IBM Bets Big on Realtime Data Streaming
IBM will acquire data streaming platform provider Confluent for $ US 11 billion. Confluent operates a commercial distribution of Apache Kafka, an open-source platform that enables realtime data streaming between applications and systems.
IBM claims the transaction addresses growing enterprise requirements for real-time data integration as organisations deploy generative AI and manage increasingly complex information architectures.
Data streaming refers to the continuous flow of information between systems as events occur, rather than processing data in batches. Traditional enterprise architectures move data in scheduled intervals - nightly batch jobs transfer records between databases, for example. Data streaming creates persistent connections that transmit information the moment it is generated.
Apache Kafka functions as a distributed message broker that captures, stores and routes data streams. Applications publish events to Kafka topics - categorised feeds of information. Other applications subscribe to these topics and receive events in real time. Kafka retains event logs, enabling systems to replay historical data or recover from failures.
It addresses a fundamental challenge: maintaining data consistency across siloed systems. When customer records update in a CRM system, inventory changes in an ERP platform, or transactions process through payment systems, streaming platforms propagate those changes immediately to downstream applications, data warehouses and analytics tools.

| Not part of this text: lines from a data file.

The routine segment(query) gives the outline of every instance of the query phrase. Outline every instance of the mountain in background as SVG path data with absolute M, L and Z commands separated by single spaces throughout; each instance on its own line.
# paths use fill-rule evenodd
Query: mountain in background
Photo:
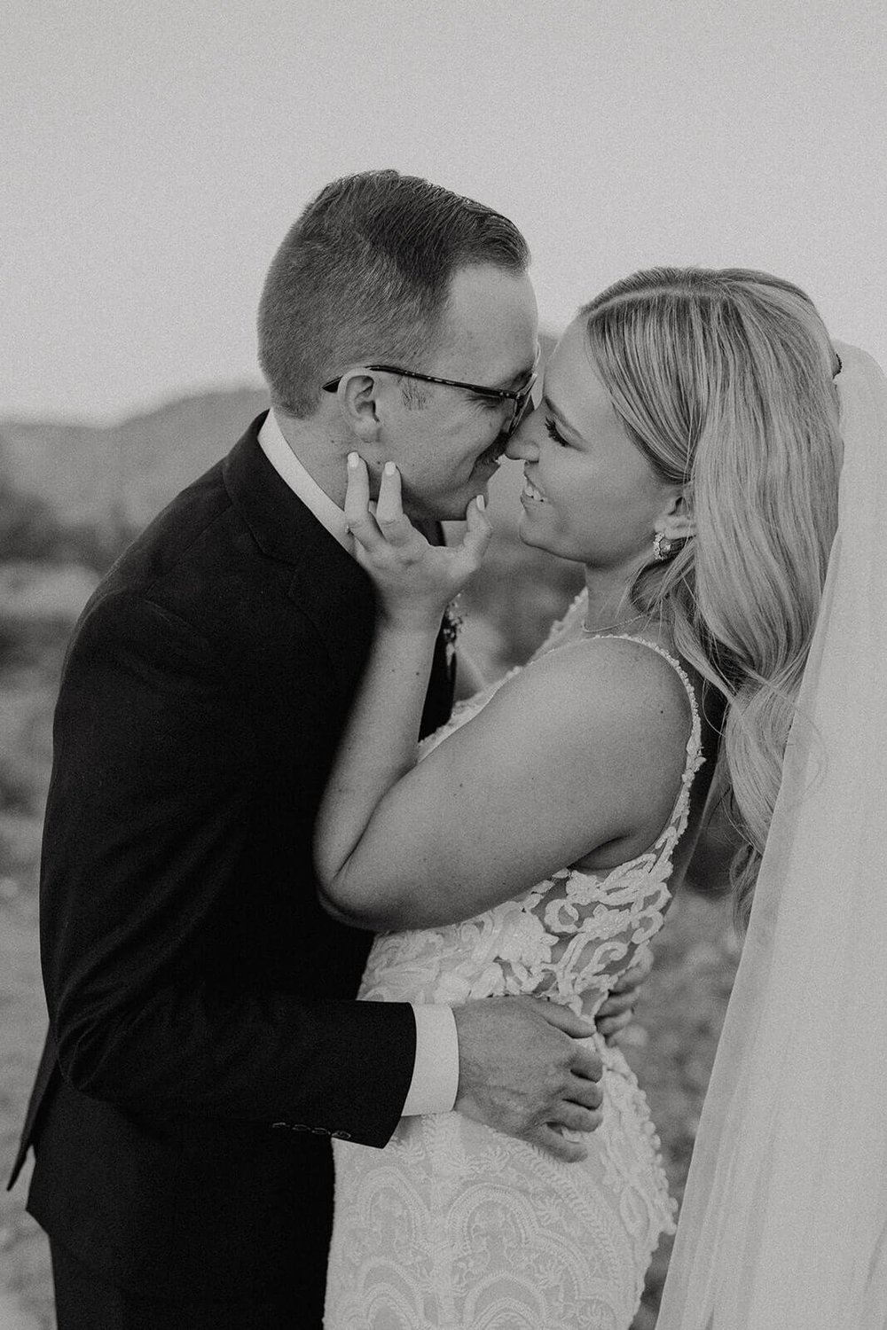
M 540 342 L 544 362 L 555 338 L 544 332 Z M 41 499 L 66 524 L 113 517 L 140 528 L 225 456 L 267 404 L 265 388 L 241 387 L 178 398 L 113 426 L 0 420 L 0 484 Z M 508 471 L 517 477 L 517 467 Z M 519 484 L 504 485 L 508 507 Z
M 267 407 L 263 388 L 180 398 L 113 426 L 0 422 L 0 476 L 70 524 L 142 527 Z

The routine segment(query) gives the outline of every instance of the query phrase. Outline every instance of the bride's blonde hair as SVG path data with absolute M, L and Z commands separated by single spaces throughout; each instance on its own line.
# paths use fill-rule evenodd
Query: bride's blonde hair
M 726 700 L 745 923 L 838 525 L 835 352 L 802 290 L 743 269 L 636 273 L 581 315 L 629 436 L 694 512 L 696 537 L 632 596 Z

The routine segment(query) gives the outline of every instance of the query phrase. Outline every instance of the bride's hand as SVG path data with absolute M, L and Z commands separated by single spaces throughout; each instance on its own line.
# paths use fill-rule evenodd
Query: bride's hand
M 438 628 L 444 606 L 480 567 L 492 528 L 479 495 L 468 504 L 461 544 L 430 545 L 403 511 L 400 472 L 386 463 L 379 499 L 370 505 L 367 467 L 348 454 L 344 515 L 359 561 L 372 577 L 382 612 L 399 628 Z

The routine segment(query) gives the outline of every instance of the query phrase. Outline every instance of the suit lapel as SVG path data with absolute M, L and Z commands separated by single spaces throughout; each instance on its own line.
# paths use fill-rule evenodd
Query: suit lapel
M 267 460 L 258 442 L 263 420 L 225 459 L 225 484 L 262 555 L 291 567 L 290 600 L 314 624 L 350 702 L 372 640 L 372 583 Z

The technology has direct implications for records management and compliance. Data streaming platforms create immutable event logs - permanent records of every state change across systems. This provides audit trails showing exactly when information was created, modified or accessed across the enterprise.
Organisations managing complex compliance requirements use streaming platforms to enforce data governance policies in realtime. When personal information moves between systems, streaming infrastructure can apply masking, encryption or access controls at the point of transfer rather than relying on downstream systems to enforce policies.
"IBM and Confluent together will enable enterprises to deploy generative and agentic AI better and faster by providing trusted communication and data flow between environments, applications and APIs," said Arvind Krishna, IBM chairman, president and chief executive officer.
Technical Architecture
Confluent's platform extends Apache Kafka with enterprise features including pre-built connectors for popular enterprise systems, stream processing capabilities, and governance tools. The platform integrates with major cloud platforms including AWS, Google Cloud Platform and Microsoft Azure, as well as data warehouses like Snowflake.
Deployment options include fully managed cloud services, self-managed on-premises installations, and hybrid bring-your-own-cloud configurations.
The platform serves more than 6,500 clients. The company states that more than 40% of Fortune 500 organisations use its services. Jay Kreps, Confluent's CEO and co-founder, co-created Apache Kafka while working at LinkedIn before founding Confluent in 2014.